The Top Walled Garden has been designed to reinterpret the wave patterns of the sea imitated by the contrasting foliage of silver-leaved Tulbaghia violacea ‘Silver Lace’ and the dark green of Parahebe ‘Porlock’. The stylised shapes of the pattern come from the windows of the Lady Chapel, seen from the South Terrace of the Castle where visitors can best view the design.
The conspicuous space of the Middle Walled Garden has recently been planted using a series of prairie-type plants. On the strength of the wave pattern in the Top Walled Garden, Michael decided to use a wave pattern here too. From above, the series of alternating stripes mimic another form of the rhythmic pattern of waves; specifically a reference to how successive waves lap the shore. And just like the Top Walled Garden, the contrast of foliage as opposed to flowers, is the main device employed to emphasise the pattern seen from above.
To the east and west, the Walled Garden is flanked by tiered terraces. The East Terraces were created from granite left over after the East Wing of the Castle was built in the Victorian period. The planting is laid out in drifts using foliage and flower colours like the pink Osteospermum jucundum, vivid blue Lithodora diffusa ‘Heavenly Blue’ and orange Gazania ‘Bicton Orange’ to accentuate the difference between the grass areas and plantings. Plants such as Elegia tectorum, Agave americana, Leucodendron argenteum and Coleonema ‘Sunset Gold’ punctuate the drifts and the walls are studded with species of Aeonium, Aloe and Echeveria. In recent years the use of succulents in the walls has been deployed to prevent rot and give more planting opportunities in the terraces. The success of ‘going vertical’ is obvious by the vigour of all the succulents including a flower spike from an Aloe polyphylla, not seen flowering in the garden before.
The West Terraces have recorded temperatures as high as 100F (37.78C) and, perhaps unsurprisingly, there is an area called the Hot Bed where succulents thrive. Here too, the plantings create the area’s character using the straw-coloured grass foliage of Chionochloa rubra and yellow daisy-like flowers of Euryops chrysnthemoides as well as self-seeded (but much wanted) pink Geranium maderense and the tall blue spikes of Echium pininana.
Gardening on the edge
Between the Castle and the Garden is a rock face interrupted by narrow ledges created by the natural weathering of the exposed granite bedrock. As the garden has developed alongside the essential inspections and work to make the rock face safe, the Garden Team has turned the challenge of keeping the ledges weed-free into a planting opportunity. Gradually, as the ledges are weeded, which includes the removal of local invasive Hottentot fig, they are being planted with Aeonium cuneatum and trailing Lampranthus. Work at such a height requires roped access as well as a head for heights and an ability to use a strimmer, hand fork or trowel at any moment whilst harnessed up. Members of the Garden Team have been trained to abseil and, with the help of a local contractor; the ledges are slowly being tamed to reflect the same type and style of plantings seen in the garden below.

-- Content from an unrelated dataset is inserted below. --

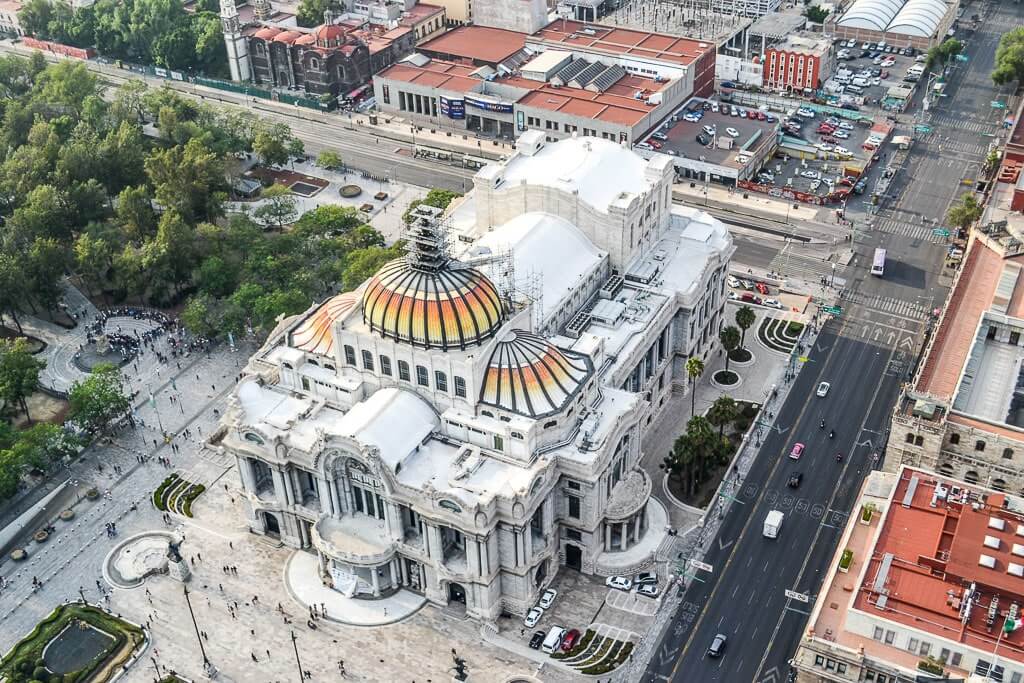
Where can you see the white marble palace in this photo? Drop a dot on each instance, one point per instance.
(471, 417)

A microclimate fit for exotics
Despite the salt air, storm-force winds, thin soils and occasional damp pockets fed by natural springs, the garden is exposed to a fantastic amount of light both directly from the sun and also from rays reflected off the water below. Frosts are unusual on the island due to the mother rock of the Mount which absorbs heat during the day and releases it at night which, coupled with the surrounding salt air and winds, keep the succulent population from freezing and allow the plant community to not only live but thrive on this tiny island of treasures.